The regulation of mineral homeostasis involves the three mineralotropic hormones PTH, FGF23 and 1,25-dihydroxyvitamin D₃ (1,25(OH)₂D₃). Early research efforts focused on PTH and 1,25(OH)₂D₃ and more recently on FGF23 have revealed that each of these hormones regulates the expression of the other two. Despite early suggestions of transcriptional processes, it has been only recently that research effort have begun to delineate the genomic mechanisms underpinning this regulation for 1,25(OH)₂D₃ and FGF23; the regulation of PTH by 1,25(OH)₂D₃, however, remains obscure. We review here our molecular understanding of how PTH induces Cyp27b1 expression, the gene encoding the enzyme responsible for the synthesis of 1,25(OH)₂D₃. FGF23 and 1,25(OH)₂D₃, on the other hand, function by suppressing production of 1,25(OH)₂D₃. PTH stimulates the PKA-induced recruitment of CREB and its coactivator CBP at CREB occupied sites within the kidney-specific regulatory regions of Cyp27b1. PKA activation also promotes the nuclear translocation of SIK bound coactivators such as CRTC2, where it similarly interacts with CREB occupied Cyp27b1 sites. The negative actions of both FGF23 and 1,25(OH)₂D₃ appear to suppress Cyp27b1 expression by opposing the recruitment of CREB coactivators at this gene. Reciprocal gene actions are seen at Cyp24a1, the gene encoding the enzyme that degrades 1,25(OH)₂D₃, thereby contributing to the overall regulation of blood levels of 1,25(OH)₂D₃. Relative to PTH regulation, we summarize what is known of how 1,25(OH)₂D₃ regulates PTH suppression. These studies suggest that it is not 1,25(OH)₂D₃ that controls PTH levels in healthy subjects, but rather calcium itself. Finally, we describe current progress using an in vivo approach that furthers our understanding of the regulation of Fgf23 expression by PTH and 1,25(OH)₂D₃ and provide the first evidence that P may act to induce Fgf23 expression via a complex transcriptional mechanism in bone. It is clear, however, that additional advances will need to be made to further our understanding of the inter-regulation of each of these hormonal genes.

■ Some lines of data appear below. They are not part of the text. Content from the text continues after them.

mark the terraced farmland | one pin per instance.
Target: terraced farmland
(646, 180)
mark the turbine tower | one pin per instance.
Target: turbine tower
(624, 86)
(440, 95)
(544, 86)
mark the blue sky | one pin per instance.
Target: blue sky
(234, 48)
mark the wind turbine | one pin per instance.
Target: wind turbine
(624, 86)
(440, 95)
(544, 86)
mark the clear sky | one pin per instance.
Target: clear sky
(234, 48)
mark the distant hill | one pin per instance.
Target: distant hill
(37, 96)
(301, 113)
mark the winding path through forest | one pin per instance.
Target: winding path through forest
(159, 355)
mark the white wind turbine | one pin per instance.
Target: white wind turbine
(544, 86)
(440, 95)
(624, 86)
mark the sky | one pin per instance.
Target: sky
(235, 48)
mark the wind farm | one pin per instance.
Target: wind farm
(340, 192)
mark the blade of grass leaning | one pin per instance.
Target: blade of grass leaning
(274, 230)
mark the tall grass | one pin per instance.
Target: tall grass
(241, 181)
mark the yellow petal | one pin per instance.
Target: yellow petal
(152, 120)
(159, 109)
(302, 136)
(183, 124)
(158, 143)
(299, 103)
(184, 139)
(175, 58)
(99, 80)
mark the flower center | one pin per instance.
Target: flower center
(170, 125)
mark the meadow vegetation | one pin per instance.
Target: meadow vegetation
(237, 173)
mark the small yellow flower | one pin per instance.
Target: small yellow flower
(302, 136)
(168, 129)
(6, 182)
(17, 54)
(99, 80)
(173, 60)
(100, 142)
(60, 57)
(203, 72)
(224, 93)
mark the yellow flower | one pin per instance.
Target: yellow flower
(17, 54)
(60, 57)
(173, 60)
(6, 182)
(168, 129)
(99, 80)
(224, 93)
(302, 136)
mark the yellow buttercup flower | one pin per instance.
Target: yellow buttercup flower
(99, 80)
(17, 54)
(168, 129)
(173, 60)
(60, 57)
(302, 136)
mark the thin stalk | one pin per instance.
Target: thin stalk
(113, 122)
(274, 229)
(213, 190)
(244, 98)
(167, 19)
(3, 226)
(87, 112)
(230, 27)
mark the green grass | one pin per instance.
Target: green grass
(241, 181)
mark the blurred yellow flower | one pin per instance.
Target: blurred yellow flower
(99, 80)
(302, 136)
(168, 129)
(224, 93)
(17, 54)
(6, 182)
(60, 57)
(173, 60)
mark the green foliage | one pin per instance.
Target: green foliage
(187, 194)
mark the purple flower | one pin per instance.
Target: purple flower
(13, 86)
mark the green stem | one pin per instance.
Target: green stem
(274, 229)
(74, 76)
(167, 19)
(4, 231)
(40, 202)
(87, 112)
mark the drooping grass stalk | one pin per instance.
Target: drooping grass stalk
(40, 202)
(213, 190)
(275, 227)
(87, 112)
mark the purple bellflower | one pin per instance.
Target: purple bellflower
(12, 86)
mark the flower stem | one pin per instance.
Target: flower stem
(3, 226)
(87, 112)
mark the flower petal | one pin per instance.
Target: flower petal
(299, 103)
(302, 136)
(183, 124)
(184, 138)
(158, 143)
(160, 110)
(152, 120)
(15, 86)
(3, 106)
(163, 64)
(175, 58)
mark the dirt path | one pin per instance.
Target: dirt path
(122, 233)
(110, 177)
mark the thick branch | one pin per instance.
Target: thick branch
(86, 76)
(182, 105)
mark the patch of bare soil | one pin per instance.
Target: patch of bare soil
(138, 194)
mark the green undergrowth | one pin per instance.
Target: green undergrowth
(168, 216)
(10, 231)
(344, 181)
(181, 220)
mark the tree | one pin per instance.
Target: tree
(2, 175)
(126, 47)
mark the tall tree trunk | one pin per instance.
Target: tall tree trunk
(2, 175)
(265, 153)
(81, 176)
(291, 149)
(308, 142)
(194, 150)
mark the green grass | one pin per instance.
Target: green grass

Keywords: CRISPR/Cas9; ChIP-seq analysis; Cyp27b1/Cyp24a1 genes; FGF23 gene; PTH gene; mineral regulating hormones; mutant mice; transcription.

Figure 1

Diagram of the inter-regulation of PTH, FGF23 and 1,25(OH)₂D₃ and the target tissues relevant to each hormone. Arrows together with (+) or (-) signs indicate the direction and influence of each hormone.

Figure 2

Schematic diagram of the mouse Cyp2b1 gene. The Cyp27b1, Mettl1 and Mettl21b genes are indicated. PTH (blue) sites of action at CREB are noted. FGF23 (green) and 1,25D₃ (yellow) sites of action at the VDR are noted. Arrow indicates direction of transcription.

Figure 3

Schematic diagram of the mouse Cyp24a1 gene. The Cyp24a1 gene and downstream direction of transcription is noted. CREB sites (purple squares) and VDR sites (red ovals) are indicated. PTH (blue) sites of action negative action at CREB are noted. FGF23 (green) and 1,25D₃ (yellow) sites of positive action at the VDR are noted.

Figure 4

Summary of the of PTH, FGF23 and 1,25(OH)₂D₃ are diagrammed.

Figure 5

Schematic diagram of the mouse Pth gene located in blue. Arrow indicates direction of transcription. Location of a single VDR binding site (red oval) indicated at the 3’ end of the Pth gene, as assessed by ChIP-seq analysis of thyroparathyroid tissue.

Figure 6

Schematic diagram of the mouse fgf23 gene located in green with arrow indicting direction of transcription. Brown squares indicate regions of increased epigenetic acetylation. Positive regulation by PTH occurs from the CREB site in the DE16K enhancer (DE16K) and by 1,25D₃ and P at the promoter-proximal enhancer (PPE).